Māori and Pasifika scientists are "severely underrepresented" in New Zealand's universities and Crown Research Institutes (CRIs), a new report has found. 

Lead author Tara McAllister says without "purposeful and urgent actions ... these numbers will remain dismally low for generations to come".

One university hadn't employed a single Māori or Pasifika academic in science between 2008 and 2018, the research found.

Meanwhile the university with the most Māori and Pasifika staff had just 6.4 per cent Māori and 4.8 per cent Pasifika academic staff in science.

Gathering the data wasn't easy, with some institutions responding with "hostility and racist remarks", the researchers say.

An agreement to anonymise the data meant 14 of New Zealand's 15 universities and CRIs eventually took part. 

Two universities that weren't able to provide the data for the full 11-year period cited issues including lack of an historic record and that staff "change their ethnicity".

In the scathing report, the researchers say Māori and Pasifika scientists are "severely underrepresented" and there's been "very little change" in the last 11 years.
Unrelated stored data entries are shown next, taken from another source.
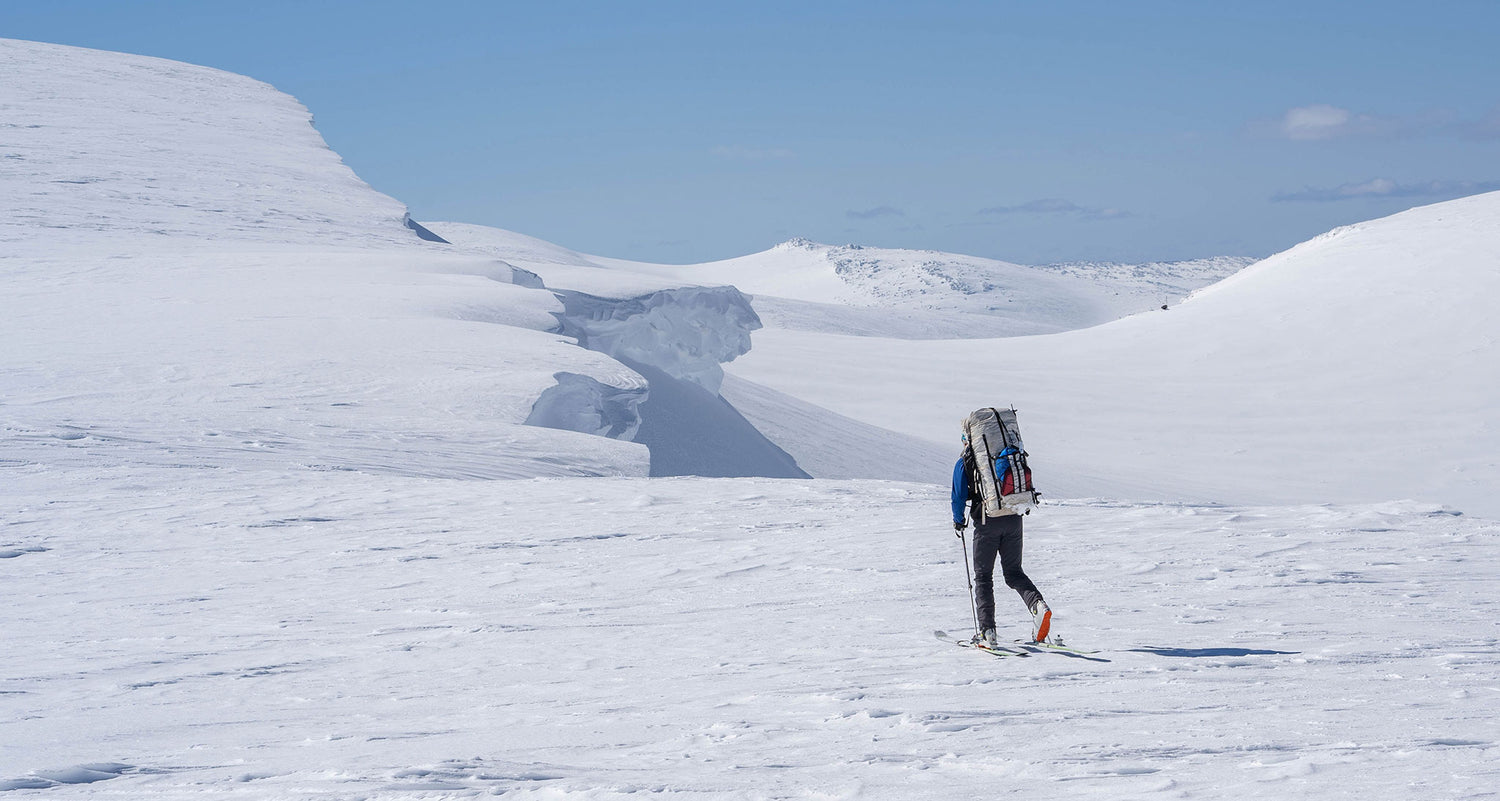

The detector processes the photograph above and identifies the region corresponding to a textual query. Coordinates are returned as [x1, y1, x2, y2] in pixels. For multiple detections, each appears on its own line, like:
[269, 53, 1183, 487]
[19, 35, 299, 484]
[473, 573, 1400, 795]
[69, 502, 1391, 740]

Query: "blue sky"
[4, 0, 1497, 263]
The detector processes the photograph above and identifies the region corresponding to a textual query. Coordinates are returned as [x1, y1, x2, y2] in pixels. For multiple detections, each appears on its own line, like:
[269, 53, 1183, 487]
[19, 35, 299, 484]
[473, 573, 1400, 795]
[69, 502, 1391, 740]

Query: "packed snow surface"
[3, 38, 1499, 800]
[4, 469, 1497, 798]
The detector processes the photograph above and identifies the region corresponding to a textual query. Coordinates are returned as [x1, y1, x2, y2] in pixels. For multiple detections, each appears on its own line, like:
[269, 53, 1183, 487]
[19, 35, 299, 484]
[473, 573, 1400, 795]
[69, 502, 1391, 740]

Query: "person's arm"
[951, 458, 969, 528]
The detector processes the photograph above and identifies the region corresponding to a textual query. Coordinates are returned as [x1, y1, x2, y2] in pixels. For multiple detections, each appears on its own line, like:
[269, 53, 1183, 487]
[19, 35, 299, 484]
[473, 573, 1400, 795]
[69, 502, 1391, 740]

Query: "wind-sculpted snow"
[551, 286, 762, 395]
[0, 39, 655, 482]
[544, 286, 807, 477]
[403, 214, 451, 243]
[523, 372, 646, 440]
[0, 38, 420, 251]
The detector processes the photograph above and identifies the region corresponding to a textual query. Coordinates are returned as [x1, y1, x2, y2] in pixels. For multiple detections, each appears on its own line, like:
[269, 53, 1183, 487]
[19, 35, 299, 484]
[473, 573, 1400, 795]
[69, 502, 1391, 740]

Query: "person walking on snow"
[952, 436, 1051, 648]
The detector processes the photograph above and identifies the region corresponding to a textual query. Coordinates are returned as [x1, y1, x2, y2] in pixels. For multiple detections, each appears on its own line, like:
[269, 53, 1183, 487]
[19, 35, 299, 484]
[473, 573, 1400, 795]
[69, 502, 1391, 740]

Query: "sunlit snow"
[2, 37, 1497, 800]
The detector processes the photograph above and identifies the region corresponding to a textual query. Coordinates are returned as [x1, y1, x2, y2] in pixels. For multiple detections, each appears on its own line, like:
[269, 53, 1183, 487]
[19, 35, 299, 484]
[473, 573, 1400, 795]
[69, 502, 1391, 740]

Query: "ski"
[935, 630, 1028, 657]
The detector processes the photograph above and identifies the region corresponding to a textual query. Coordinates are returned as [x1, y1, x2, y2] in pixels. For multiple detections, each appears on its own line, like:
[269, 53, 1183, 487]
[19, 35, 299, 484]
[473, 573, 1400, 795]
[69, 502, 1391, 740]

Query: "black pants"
[971, 514, 1043, 631]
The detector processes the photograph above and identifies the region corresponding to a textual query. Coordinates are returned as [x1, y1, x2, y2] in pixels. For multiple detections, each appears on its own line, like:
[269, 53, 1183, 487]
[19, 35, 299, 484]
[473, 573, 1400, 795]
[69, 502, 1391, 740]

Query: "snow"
[3, 37, 1499, 800]
[427, 224, 1249, 340]
[551, 286, 762, 396]
[0, 38, 652, 481]
[0, 39, 412, 253]
[726, 194, 1500, 517]
[5, 469, 1497, 797]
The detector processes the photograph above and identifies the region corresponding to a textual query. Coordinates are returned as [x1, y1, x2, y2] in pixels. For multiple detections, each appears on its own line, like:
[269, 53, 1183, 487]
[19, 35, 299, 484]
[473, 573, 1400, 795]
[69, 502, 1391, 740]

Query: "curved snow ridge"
[422, 222, 1256, 338]
[598, 237, 1247, 333]
[524, 372, 646, 440]
[0, 38, 419, 251]
[551, 286, 762, 396]
[533, 285, 806, 478]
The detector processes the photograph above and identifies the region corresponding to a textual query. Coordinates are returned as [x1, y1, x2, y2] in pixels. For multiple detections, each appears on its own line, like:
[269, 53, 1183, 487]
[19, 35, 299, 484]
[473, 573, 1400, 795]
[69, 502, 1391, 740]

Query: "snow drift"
[550, 286, 762, 395]
[543, 286, 806, 477]
[729, 192, 1500, 516]
[0, 37, 815, 482]
[0, 38, 653, 480]
[421, 222, 1250, 481]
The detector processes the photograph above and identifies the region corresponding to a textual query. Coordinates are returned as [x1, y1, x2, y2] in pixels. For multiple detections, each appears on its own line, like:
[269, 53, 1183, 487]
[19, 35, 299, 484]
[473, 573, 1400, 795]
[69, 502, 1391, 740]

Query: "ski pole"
[957, 527, 980, 639]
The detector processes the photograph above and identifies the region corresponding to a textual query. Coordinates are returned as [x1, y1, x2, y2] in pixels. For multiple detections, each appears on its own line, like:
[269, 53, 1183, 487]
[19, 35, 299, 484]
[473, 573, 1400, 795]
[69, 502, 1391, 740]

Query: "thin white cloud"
[1280, 104, 1361, 140]
[1272, 177, 1500, 202]
[1264, 103, 1500, 141]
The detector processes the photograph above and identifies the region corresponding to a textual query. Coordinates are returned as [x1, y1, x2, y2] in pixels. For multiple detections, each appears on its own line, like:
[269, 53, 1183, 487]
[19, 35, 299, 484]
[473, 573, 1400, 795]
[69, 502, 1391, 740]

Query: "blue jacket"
[951, 455, 972, 524]
[954, 447, 1020, 523]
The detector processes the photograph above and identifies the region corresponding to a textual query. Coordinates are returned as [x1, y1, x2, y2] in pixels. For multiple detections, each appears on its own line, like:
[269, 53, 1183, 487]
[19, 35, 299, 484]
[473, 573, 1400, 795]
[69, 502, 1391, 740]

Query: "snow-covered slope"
[417, 222, 1256, 479]
[425, 223, 1250, 339]
[729, 192, 1500, 517]
[0, 38, 846, 484]
[418, 221, 1256, 476]
[0, 39, 418, 252]
[0, 38, 652, 480]
[420, 222, 689, 300]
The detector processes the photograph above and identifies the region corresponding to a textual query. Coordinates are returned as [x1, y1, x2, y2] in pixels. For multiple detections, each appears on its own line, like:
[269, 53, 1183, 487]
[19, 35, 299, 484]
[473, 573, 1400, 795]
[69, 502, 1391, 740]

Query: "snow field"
[5, 36, 1500, 801]
[727, 192, 1500, 516]
[3, 466, 1496, 798]
[0, 247, 651, 481]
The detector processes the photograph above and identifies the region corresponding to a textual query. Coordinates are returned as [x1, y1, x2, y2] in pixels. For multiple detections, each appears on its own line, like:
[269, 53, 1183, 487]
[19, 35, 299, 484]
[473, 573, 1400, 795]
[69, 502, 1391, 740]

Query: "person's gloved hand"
[953, 520, 967, 534]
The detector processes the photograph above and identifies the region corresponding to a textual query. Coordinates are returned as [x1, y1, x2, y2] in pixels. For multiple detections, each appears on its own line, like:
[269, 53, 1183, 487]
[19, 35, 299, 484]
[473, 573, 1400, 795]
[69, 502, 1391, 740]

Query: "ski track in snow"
[3, 467, 1496, 799]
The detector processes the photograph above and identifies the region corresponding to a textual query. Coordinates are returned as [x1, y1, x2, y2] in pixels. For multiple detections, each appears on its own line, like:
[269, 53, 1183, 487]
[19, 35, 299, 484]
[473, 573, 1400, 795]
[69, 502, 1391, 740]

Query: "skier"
[952, 433, 1051, 649]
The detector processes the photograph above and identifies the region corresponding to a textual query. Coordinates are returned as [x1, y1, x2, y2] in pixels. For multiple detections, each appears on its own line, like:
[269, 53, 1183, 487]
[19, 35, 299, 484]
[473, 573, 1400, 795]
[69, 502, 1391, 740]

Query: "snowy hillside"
[3, 39, 1497, 800]
[416, 223, 1254, 480]
[1034, 255, 1255, 306]
[0, 39, 417, 252]
[729, 192, 1500, 517]
[427, 223, 1250, 339]
[0, 38, 655, 480]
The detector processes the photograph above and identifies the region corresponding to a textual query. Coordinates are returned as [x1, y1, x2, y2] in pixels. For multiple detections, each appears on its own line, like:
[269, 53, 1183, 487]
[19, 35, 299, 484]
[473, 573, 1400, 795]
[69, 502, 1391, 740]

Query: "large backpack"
[962, 407, 1039, 516]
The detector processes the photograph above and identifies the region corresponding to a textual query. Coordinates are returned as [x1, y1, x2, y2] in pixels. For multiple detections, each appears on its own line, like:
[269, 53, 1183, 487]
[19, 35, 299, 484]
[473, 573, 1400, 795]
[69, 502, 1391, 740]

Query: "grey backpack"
[962, 407, 1039, 516]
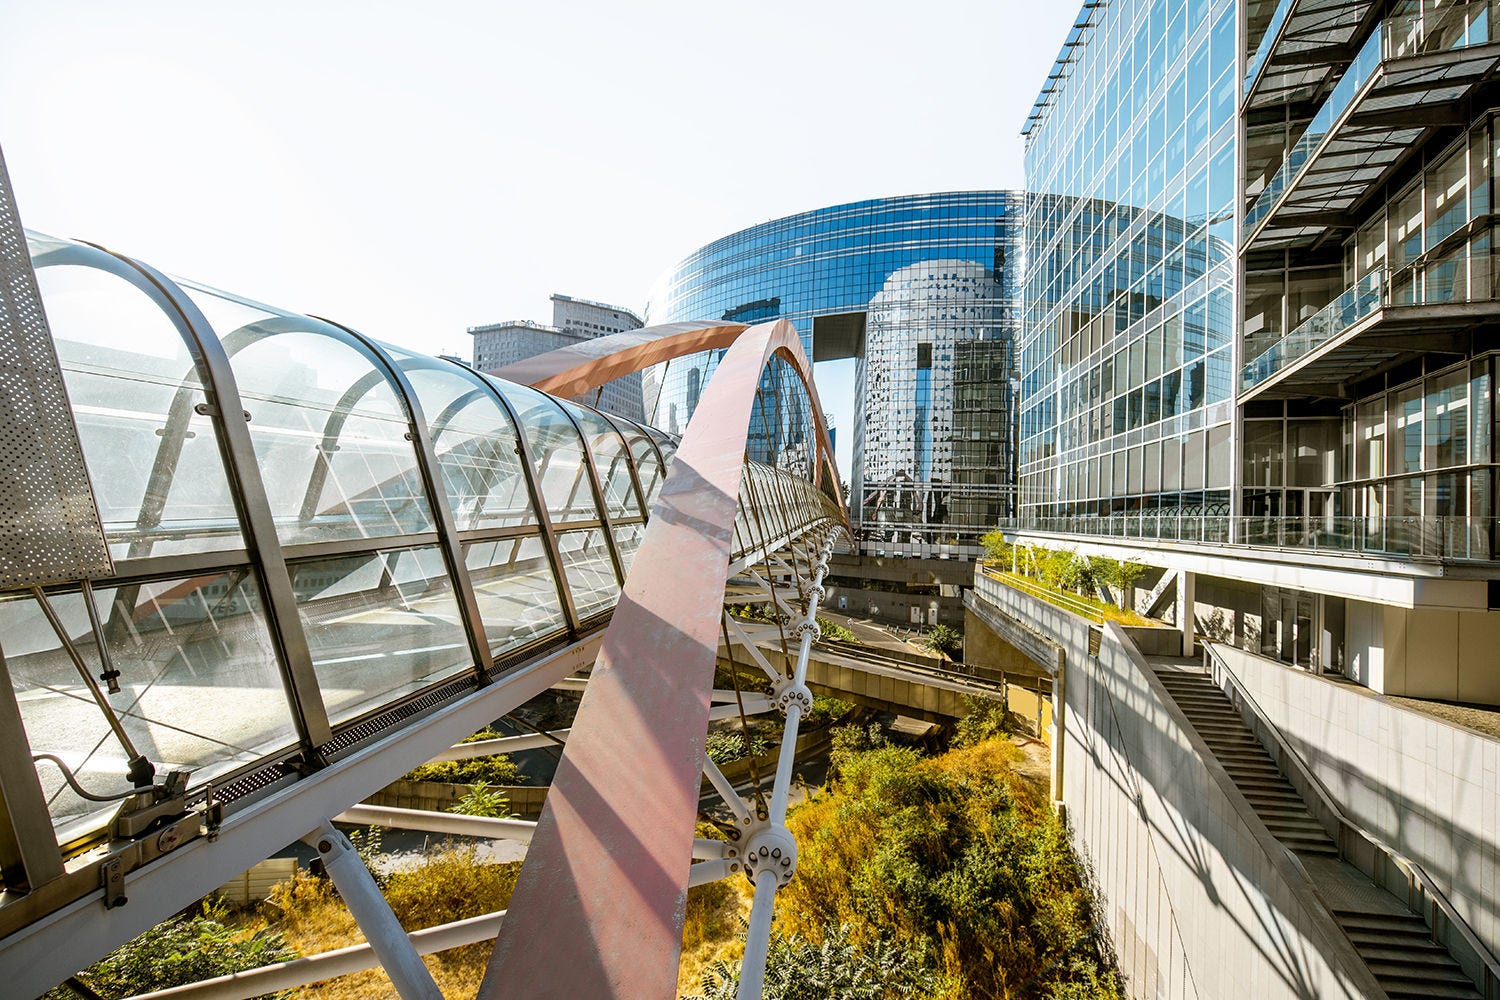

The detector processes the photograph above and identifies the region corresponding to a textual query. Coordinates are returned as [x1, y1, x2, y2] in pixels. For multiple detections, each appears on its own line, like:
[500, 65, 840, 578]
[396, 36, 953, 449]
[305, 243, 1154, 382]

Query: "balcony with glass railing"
[1245, 1, 1500, 238]
[1243, 0, 1294, 98]
[1243, 249, 1500, 393]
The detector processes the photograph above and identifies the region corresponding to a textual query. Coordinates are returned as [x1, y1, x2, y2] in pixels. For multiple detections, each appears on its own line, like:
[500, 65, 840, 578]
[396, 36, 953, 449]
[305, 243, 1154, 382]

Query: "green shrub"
[980, 529, 1014, 566]
[816, 616, 858, 643]
[47, 900, 296, 999]
[683, 924, 944, 999]
[382, 843, 520, 930]
[705, 729, 768, 764]
[827, 721, 887, 778]
[403, 728, 524, 786]
[806, 694, 855, 726]
[952, 694, 1010, 748]
[777, 738, 1123, 1000]
[449, 782, 515, 819]
[922, 624, 961, 659]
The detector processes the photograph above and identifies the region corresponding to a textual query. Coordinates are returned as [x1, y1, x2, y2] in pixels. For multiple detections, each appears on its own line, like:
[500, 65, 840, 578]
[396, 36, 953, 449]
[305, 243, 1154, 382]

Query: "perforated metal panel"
[0, 146, 112, 589]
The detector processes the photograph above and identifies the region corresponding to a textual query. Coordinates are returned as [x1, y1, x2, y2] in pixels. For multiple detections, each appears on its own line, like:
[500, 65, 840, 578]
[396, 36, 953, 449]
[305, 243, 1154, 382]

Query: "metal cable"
[32, 754, 137, 803]
[719, 611, 768, 815]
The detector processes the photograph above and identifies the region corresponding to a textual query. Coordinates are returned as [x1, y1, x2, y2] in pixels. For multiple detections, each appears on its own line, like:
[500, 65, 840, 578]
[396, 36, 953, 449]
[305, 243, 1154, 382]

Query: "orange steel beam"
[486, 320, 747, 400]
[489, 319, 845, 507]
[478, 319, 844, 999]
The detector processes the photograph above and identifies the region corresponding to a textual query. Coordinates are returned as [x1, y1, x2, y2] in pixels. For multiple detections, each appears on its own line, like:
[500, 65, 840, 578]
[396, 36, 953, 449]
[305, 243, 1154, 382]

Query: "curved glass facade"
[645, 191, 1021, 556]
[5, 232, 841, 855]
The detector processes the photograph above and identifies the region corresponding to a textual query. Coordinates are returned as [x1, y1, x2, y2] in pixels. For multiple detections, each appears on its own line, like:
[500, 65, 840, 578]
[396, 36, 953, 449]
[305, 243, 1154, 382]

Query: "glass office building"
[646, 192, 1021, 556]
[1018, 0, 1238, 535]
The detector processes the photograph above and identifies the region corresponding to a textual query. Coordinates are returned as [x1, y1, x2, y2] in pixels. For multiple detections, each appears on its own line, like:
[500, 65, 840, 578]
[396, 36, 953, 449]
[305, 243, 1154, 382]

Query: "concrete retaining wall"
[972, 566, 1378, 1000]
[1212, 642, 1500, 960]
[366, 780, 549, 818]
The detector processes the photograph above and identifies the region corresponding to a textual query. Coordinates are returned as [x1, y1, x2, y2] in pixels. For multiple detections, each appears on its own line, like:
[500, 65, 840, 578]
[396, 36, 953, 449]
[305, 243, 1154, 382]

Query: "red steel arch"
[479, 319, 846, 999]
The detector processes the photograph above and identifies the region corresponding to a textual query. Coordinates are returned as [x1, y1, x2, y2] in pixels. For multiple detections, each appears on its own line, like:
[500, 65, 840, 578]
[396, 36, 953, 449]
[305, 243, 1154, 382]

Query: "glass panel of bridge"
[556, 528, 620, 619]
[391, 354, 539, 531]
[463, 535, 567, 657]
[490, 379, 601, 524]
[603, 413, 661, 508]
[2, 573, 294, 846]
[564, 402, 641, 519]
[289, 545, 470, 725]
[613, 520, 646, 576]
[28, 245, 244, 560]
[182, 287, 434, 546]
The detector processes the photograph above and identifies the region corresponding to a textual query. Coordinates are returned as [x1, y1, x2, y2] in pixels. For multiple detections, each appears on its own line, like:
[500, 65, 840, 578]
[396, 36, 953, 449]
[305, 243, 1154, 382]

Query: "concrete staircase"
[1156, 668, 1483, 1000]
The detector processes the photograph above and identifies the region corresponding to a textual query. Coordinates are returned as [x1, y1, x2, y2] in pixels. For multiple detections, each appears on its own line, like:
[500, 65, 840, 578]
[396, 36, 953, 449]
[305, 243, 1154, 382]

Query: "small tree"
[979, 529, 1012, 566]
[923, 624, 962, 659]
[449, 782, 514, 819]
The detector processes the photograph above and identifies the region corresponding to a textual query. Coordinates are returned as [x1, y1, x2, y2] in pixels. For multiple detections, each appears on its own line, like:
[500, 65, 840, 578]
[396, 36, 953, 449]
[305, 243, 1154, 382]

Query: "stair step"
[1344, 928, 1440, 948]
[1370, 964, 1478, 987]
[1360, 946, 1471, 967]
[1382, 988, 1482, 1000]
[1346, 935, 1448, 957]
[1262, 816, 1325, 832]
[1335, 911, 1428, 932]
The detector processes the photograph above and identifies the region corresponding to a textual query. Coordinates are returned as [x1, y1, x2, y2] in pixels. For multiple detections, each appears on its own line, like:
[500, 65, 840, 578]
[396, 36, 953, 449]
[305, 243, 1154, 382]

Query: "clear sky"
[1, 0, 1080, 473]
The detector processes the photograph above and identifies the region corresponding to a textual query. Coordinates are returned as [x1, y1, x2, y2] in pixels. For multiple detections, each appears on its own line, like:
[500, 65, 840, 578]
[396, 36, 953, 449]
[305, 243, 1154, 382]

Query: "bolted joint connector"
[814, 558, 830, 575]
[773, 680, 813, 717]
[804, 584, 826, 605]
[788, 616, 822, 642]
[742, 824, 799, 888]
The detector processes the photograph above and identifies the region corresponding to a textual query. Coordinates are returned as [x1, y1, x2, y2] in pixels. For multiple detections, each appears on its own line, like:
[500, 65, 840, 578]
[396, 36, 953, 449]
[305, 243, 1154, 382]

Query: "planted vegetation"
[980, 531, 1154, 626]
[401, 727, 524, 786]
[690, 717, 1122, 1000]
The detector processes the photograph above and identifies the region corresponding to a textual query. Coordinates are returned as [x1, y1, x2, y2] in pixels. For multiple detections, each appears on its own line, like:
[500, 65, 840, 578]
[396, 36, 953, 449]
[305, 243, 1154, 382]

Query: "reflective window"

The researchers also addressed the issues for Māori and Pasifika academics, writing: "Before even considering the data presented below, we must acknowledge and highlight that science faculties within universities are generally not safe and inclusive environments for Māori and Pasifika academic staff."

"Importantly, there were no significant differences between the percentage of Māori FTEs in 2008 and 2018 [at universities]... Thus, meaning that over 11 years there has been no improvement in Māori representation in science faculties," the report says.

The researchers say "urgent responses are needed" to help retain, promote and support Māori and Pasifika scientists.

"The solutions importantly do not simply lie with getting more Māori and Pacific scientists into a science system, that was never made for us, but also addressing and removing the systematic barriers, which continue to marginalise us and make working in universities and CRIs as Indigenous scientists extremely difficult," Dr McAllister says.

Meanwhile the HR departments at the institutions show a "significant lack of understanding and reflection ... about ethnicity and diversity".

"If you do not employ any Pasifika scientists yet do ‘a lot of work in the Pacific’, you do not have a ‘diverse ethnic demographic’ of staff," the researchers say.

"It indicates that their work environments may not be culturally safe spaces and rather than institutions claiming to employ a ‘very diverse ethnic demographic of staff’ when they in fact do not, they should put more effort into ensuring cultural safety of Māori and Pasifika scientists and work towards removing institutional barriers that prevent them from entering, staying and progressing in these institutions."

In response to the paper, University of Auckland Associate Professor Nicola Gaston was firm: "This is not a pipeline issue, it is a racism issue."

"Even the extent to which I, as a Pākehā scientist, feel able to comment on this while some of my Māori and Pasifika colleagues do not, is structural racism," she says.

"We are all the poorer for the exclusion of talented Māori and Pasifika researchers from science.

"This realisation — which speaks to the extent to which the few Māori scientists we have are seriously overworked — only doubles the absolute shame which we should all feel, faced with these numbers."

The paper was published in the Journal of the Royal Society of New Zealand today, and was funded by the Ministry for Business, Innovation and Employment and the Prime Minister's Chief Science Advisor.